My first cut of the programming had me working the same split twice in the week, but after chatting it through with Bryan, I settled on two separate workouts for the splits, each with different characteristics.
This week, I am running through the programming to test the setup, intensity and timings, and last night was the first of the two leg workouts.

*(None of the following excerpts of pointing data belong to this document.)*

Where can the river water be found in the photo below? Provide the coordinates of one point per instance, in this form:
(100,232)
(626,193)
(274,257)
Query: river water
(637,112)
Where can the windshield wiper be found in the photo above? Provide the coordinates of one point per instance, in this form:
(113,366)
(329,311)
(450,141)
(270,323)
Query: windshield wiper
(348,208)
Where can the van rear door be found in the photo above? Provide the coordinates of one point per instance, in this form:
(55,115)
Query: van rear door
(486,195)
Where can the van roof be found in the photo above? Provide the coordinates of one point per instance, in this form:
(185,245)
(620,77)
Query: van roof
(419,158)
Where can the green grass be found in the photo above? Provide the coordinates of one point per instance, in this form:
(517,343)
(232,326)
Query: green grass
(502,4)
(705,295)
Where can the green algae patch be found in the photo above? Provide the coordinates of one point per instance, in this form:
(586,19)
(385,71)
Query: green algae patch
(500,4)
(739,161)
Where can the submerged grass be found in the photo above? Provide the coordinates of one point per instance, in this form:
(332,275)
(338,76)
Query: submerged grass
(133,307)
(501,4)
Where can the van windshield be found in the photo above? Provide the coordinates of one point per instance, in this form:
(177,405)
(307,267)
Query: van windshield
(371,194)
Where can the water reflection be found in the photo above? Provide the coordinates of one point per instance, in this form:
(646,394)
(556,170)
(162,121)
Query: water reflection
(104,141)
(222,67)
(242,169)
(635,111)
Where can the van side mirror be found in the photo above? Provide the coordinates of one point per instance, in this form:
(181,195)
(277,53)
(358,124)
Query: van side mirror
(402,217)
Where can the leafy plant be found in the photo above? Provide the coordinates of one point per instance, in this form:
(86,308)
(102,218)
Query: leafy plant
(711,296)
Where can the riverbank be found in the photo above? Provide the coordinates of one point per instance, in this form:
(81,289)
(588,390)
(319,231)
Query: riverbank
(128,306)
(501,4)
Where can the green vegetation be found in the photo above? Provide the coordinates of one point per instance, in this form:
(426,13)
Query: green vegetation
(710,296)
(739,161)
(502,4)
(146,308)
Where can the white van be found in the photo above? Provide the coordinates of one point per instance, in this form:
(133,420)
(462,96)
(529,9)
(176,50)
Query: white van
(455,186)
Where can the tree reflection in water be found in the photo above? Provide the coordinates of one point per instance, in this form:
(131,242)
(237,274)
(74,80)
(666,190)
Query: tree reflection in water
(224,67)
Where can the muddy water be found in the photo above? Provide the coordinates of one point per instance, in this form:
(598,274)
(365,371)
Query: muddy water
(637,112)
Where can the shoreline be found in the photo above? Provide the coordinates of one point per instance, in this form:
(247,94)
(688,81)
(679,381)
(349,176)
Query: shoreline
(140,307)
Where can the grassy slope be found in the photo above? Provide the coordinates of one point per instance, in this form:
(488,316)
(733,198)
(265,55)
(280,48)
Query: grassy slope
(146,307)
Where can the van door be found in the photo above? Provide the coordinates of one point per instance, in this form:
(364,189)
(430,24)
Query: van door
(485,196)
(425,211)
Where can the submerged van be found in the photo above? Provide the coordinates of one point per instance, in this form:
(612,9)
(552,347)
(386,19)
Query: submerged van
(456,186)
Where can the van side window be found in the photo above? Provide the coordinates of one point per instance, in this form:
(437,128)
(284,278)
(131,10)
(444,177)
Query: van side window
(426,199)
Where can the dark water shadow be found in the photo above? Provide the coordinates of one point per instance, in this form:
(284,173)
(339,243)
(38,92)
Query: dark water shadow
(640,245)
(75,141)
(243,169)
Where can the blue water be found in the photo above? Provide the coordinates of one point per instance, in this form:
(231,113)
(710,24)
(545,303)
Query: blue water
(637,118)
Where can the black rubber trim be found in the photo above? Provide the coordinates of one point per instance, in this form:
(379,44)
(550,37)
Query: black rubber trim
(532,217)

Cutting: Legs — Quad dominant
A: Seated hamstring curl – 3 x 8
C1: Lunges – 4 x 8
C2: KB front squats – 4 x 12
D1: Leg press – 6 x 10
D2: Bodyweight squats – 6 x 20
* 60s rest between exercise groups
** No rest between exercises
Here’s why we test our workouts. On paper, this didn’t look like much, and I would typically have programmed more movements. However, when you factor in the short rest intervals, you get an incredibly dense workout. Let’s walk through it…
Despite being a quad dominant workout, the leg curls are there because I lack good hamstring development and a little extra work over many weeks will go a long way. Second, it gets the knee joint warmed up and ready for the rest of the workout.

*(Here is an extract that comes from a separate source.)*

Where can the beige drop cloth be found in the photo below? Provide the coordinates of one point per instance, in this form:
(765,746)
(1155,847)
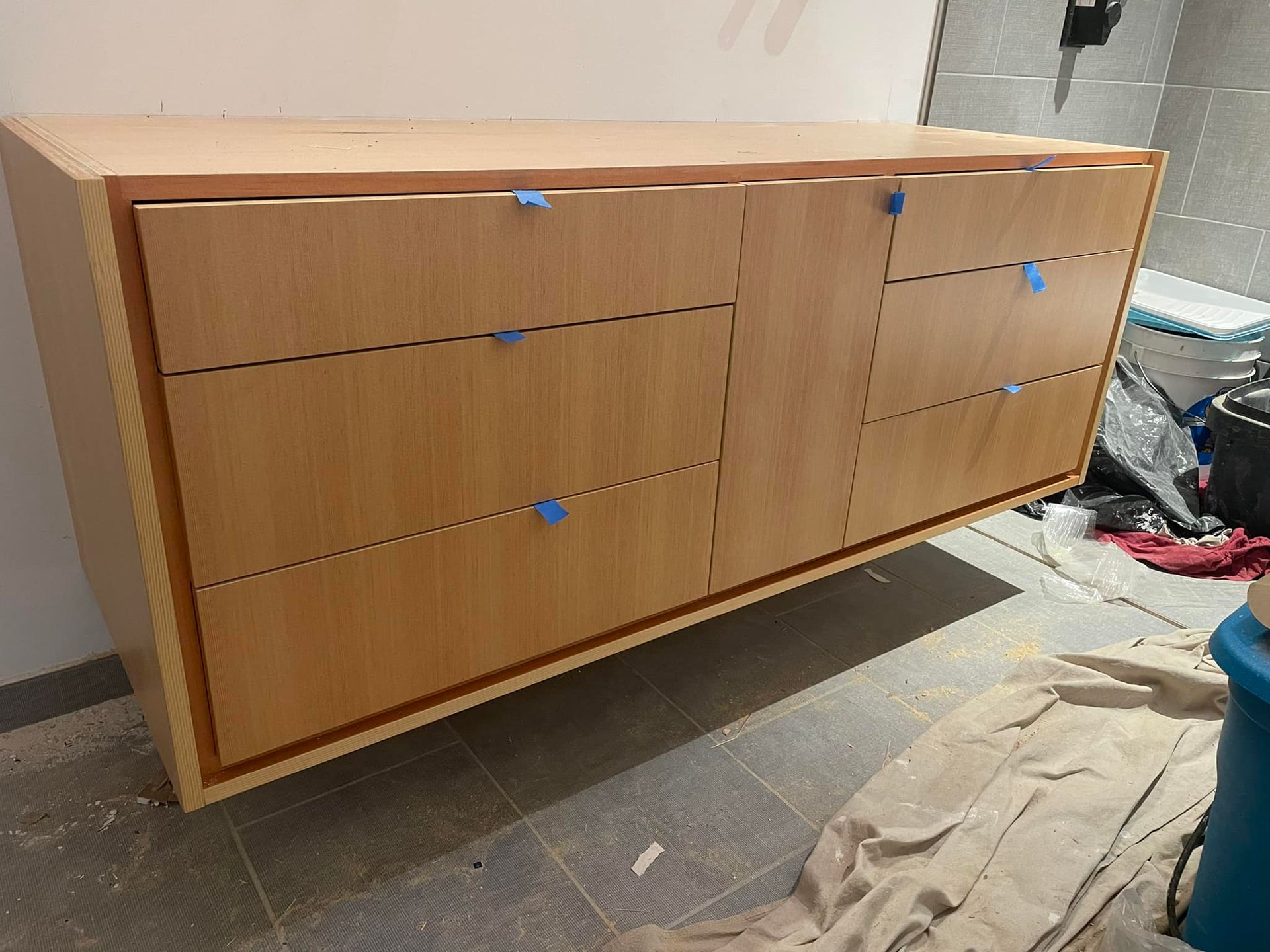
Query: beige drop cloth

The first superset was more challenging than I thought. For the lunges, I worked with two 30lb dumbbells, alternating legs with a controlled forward step, knee just kissing the floor on each rep.
I went with the KB front squat over say, goblet squat, as it allows me to stay just a little more upright and shift the loading a little wider and more evenly across my upper body. Two, 35lb KBs were used here. The KB front squats were surprisingly hard, especially with the slower tempo and pause at the bottom. By the fourth round, this superset had my lungs and quads burning pretty hard. Discipline was good here, with rest intervals between supersets kept to exactly one minute.
The final superset was, frankly, brutal and had my training partner collapsed by the halfway point. The quad pump and deep burn was intense, amplified by the transition from heavy to bodyweight loading. We ran with eight plates on the leg press, a seated 45° Cybex squat press affair, so roughly 360lb, and of course, the “squats” were bodyweight only.
Sets four though six were entirely a case of mind over matter, a true test of just how much you want to make progress. Legs are throbbing, lungs are screaming, and it takes heart to get back on the leg press when you can barely stand. Rest intervals were anywhere from a minute to as much as two.
Total time for the workout was about forty five minutes, and the post workout fetal position had me feeling like success.
- I was surprised (this morning) at just how much this hit my glutes. Yes, quads were worked hard, but it’s my butt that’s sore today!
- There is so much scope to increase the intensity of this workout through nothing more than cutting rest intervals or adding a few reps. There’s certainly no need to be chasing weight, something that’s important for a cutting phase.
There you have it, one workout in the bag. Tonight is the heavier pressing session for chest, shoulders and triceps… I’ll post that one later too.